Auch MitarbeiterInnen der Manpower Group in Eschborn erkennen die Wichtigkeit und Bedeutung von Projekten zur Gesunden Führung. Alles begann mit dem Gesundheitsprojekt für die Zeitarbeit (GEZA): Hier merkten Claudia Koistingen und ihre Kollegen, dass nicht nur die Zeitarbeiter, sondern auch das Stammteam der Manpower Group in Eschborn von gesundheitsfördernden Maßnahmen des BGM profitieren könnte. Mit der Einführung eines BGM fanden innerhalb von drei Jahren Gesundheitsgespräche mit 400 Mitarbeitenden statt. Doch auch hier kam schnell die Erkenntnis: BGM bedeutet auch gesunde Führung, woraufhin die Workshop-Reihe „Gesund Führen als Erfolgsfaktor“ eingeführt wurde. Nachdem zuerst 60 Führungskräfte an mehreren Workshops teilnahmen, wurde dieser Workshop zum festen Bestandteil des Manpower Talent Development Katalogs und es finden nun jährlich bis zu drei Workshops statt. Der Workshop soll zur Pflichtaufgabe für Führungskräfte werden.

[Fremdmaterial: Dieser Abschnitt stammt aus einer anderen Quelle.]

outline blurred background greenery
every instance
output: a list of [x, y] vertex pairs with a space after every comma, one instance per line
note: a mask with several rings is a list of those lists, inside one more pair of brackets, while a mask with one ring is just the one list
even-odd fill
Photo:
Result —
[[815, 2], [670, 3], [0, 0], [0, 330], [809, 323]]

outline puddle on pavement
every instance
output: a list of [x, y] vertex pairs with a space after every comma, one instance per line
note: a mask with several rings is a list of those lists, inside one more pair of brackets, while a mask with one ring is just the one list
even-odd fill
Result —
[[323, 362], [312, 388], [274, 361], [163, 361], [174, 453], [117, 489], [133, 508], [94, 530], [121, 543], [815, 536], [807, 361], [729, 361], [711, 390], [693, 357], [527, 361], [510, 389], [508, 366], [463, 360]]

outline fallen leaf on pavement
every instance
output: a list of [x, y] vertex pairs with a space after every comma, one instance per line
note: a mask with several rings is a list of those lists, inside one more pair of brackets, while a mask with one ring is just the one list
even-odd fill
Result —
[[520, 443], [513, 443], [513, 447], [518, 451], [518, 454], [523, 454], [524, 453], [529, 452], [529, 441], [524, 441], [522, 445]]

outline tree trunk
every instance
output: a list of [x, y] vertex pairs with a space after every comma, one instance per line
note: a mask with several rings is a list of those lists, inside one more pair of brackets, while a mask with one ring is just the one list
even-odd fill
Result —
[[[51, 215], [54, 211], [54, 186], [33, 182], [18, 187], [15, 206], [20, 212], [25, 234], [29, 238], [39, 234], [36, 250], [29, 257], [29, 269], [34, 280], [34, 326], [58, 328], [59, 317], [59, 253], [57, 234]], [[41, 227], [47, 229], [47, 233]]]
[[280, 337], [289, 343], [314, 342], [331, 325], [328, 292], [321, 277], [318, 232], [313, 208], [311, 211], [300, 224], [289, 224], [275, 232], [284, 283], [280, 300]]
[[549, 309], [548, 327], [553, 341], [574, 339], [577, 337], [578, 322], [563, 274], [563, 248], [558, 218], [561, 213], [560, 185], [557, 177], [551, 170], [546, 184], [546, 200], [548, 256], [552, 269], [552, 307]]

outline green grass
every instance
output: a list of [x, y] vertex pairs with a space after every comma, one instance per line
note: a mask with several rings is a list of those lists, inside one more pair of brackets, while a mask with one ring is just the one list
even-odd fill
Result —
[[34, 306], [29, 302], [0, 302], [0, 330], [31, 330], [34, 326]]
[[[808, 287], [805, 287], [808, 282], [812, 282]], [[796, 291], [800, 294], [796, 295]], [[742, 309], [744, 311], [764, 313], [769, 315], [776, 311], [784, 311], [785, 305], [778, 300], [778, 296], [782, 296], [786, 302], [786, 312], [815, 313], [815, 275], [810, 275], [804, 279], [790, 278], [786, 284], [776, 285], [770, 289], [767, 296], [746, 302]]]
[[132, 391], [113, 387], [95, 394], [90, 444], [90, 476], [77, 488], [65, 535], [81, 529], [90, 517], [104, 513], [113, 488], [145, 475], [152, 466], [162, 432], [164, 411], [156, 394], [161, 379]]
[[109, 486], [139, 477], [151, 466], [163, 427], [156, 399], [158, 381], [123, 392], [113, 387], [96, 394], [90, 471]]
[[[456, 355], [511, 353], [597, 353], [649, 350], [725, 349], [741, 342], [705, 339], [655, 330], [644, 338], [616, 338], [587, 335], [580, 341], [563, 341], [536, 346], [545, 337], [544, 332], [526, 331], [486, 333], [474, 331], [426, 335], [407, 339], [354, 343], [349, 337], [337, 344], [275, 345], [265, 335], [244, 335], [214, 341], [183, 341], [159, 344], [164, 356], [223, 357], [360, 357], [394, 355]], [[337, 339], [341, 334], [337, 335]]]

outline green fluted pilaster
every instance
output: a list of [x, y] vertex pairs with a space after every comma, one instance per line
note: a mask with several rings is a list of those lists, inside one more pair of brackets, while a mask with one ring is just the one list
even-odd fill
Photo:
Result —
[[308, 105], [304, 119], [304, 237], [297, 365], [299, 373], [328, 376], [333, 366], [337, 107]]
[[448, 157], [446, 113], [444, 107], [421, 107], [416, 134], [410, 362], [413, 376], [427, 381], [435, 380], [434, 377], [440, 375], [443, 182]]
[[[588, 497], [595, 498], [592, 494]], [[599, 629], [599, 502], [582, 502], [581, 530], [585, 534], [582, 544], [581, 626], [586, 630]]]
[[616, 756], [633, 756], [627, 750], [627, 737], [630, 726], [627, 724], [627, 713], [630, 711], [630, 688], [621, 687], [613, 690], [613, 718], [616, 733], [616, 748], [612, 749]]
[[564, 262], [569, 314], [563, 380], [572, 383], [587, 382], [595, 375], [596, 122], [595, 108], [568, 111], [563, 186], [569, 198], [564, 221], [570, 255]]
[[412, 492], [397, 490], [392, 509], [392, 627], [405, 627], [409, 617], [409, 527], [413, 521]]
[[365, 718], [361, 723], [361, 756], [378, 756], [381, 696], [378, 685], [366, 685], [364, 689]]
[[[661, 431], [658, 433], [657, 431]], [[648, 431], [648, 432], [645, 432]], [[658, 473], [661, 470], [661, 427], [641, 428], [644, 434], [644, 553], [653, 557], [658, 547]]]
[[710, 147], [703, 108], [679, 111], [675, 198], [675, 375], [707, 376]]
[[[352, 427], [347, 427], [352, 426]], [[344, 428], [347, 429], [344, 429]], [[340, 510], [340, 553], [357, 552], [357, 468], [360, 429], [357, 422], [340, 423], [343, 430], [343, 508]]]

Kurzum: Ein Fachvortrag, zwei Praxisbeispiele und eine aktive Teilnahme seitens des Publikums. Nicht nur während der abschließenden Diskussionsrunde, sondern auch wegen der Bewegungspause, in der die sportlichen und koordinativen Fähigkeiten der Teilnehmer auf die Probe gestellt wurden.